Transmettre la science par petites touches

59 min
À retrouver dans l'émission

Entretien avec le physicien Jacques Treiner qui publie une sélection de ses chroniques radiophoniques sous le titre "Un peu de science ça ne peut pas faire de mal" (éditions Cassini).

extrait du film de Georges Méliès « Le Voyage dans la Lune » (1902)
extrait du film de Georges Méliès « Le Voyage dans la Lune » (1902)

La situation qui est aujourd’hui la nôtre est tendue : nous savons tous que le passé ne peut revenir et que l’avenir pourrait n’être ni rose ni radieux. Cette situation fait de nous des hommes et des femmes bloqués dans le présent. Pour évoquer cette condition qui est la nôtre, Hannah Arendt citait (dans La Crise de la culture) cette parabole de Kafka :

Il y a deux forces antagonistes. La première pousse l’homme de derrière, depuis l’origine. La seconde barre la route devant lui.
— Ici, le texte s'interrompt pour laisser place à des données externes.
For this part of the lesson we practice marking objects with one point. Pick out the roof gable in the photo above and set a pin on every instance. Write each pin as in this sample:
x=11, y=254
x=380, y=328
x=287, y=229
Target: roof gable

Son rêve, cependant, est de quitter d’un saut et momentanément la ligne de combat et d’être élevé, à cause de son expérience, à la position d’arbitre sur ses forces antagonistes dans leur combat l’une avec l’autre.

Ce rêve de pouvoir sortir du présent qu’évoque l’auteur du Château fait penser à celui de toute chroniqueuse ou de tout chroniqueur, de France Culture ou d’ailleurs. Tous tentent en effet, à intervalles réguliers, de se mettre en résonance avec l’actualité avec l’espoir fou de la surplomber, de s’en écarter par le haut pour mieux la voir. Par ce stratagème, ils espèrent insérer l’événement, toujours ponctuel, dans la longue ligne du temps.
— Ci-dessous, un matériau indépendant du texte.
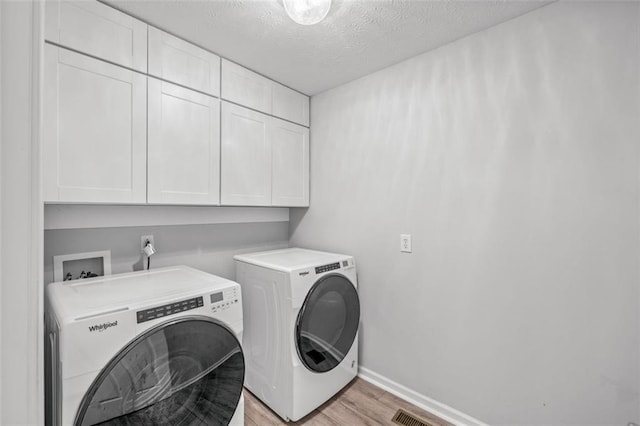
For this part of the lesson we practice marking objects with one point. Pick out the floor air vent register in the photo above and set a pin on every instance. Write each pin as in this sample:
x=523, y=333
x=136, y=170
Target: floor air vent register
x=405, y=418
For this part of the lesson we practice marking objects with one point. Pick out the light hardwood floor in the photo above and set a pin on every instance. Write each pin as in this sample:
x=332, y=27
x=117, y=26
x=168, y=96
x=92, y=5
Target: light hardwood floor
x=359, y=403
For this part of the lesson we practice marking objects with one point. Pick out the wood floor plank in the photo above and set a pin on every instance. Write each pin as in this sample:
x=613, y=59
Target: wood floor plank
x=360, y=403
x=258, y=412
x=394, y=402
x=344, y=415
x=318, y=418
x=355, y=399
x=367, y=389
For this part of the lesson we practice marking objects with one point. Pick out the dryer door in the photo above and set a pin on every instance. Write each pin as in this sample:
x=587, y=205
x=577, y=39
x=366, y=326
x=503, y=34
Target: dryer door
x=327, y=323
x=187, y=371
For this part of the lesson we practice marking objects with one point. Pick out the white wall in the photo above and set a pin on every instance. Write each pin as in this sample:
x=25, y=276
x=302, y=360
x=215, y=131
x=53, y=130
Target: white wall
x=21, y=219
x=511, y=156
x=207, y=247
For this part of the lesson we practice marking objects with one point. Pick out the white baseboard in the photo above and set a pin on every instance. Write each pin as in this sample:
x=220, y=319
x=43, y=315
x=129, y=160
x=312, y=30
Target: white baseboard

Mais de quoi doivent-il parler ? Si le chroniqueur est un chroniqueur de science, alors, parfois, un sujet s’impose, par exemple lorsqu’une découverte scientifique majeure vient d’advenir. Mais en temps ordinaire, l’actualité ne déborde pas de nouvelles croustillantes en provenance de la science : malgré l’intense travail des chercheurs, ceux-ci ne découvrent pas l’équivalent du boson de Higgs ou des ondes gravitationnelles tous les quatre matins. 

Alors, souvent, le chroniqueur doit se débrouiller pour trouver un grain à moudre, une idée à creuser, un contresens à corriger, une autre façon de regarder le monde. Tantôt, il tente de déployer, en une sorte d’écho amplifié du présent, ce qui semble à peine faire signe, sans vacarme, presque en silence, en évitant autant que possible de céder à ce que Vladimir Nabokov appelait « le démon des généralités ». Tantôt, il use de l’air du temps comme d’un prétexte permettant de porter un regard scientifique, par essence décalé, sur ce qui n’a a priori rien à voir avec la science.

Mais au fond, qu’est-ce qu’une bonne chronique de science ? Et pourquoi en écrire ?

Invité : Jacques Treiner, physicien théoricien, auteur de Un peu de science ça ne peut pas faire de mal (éditions Cassini).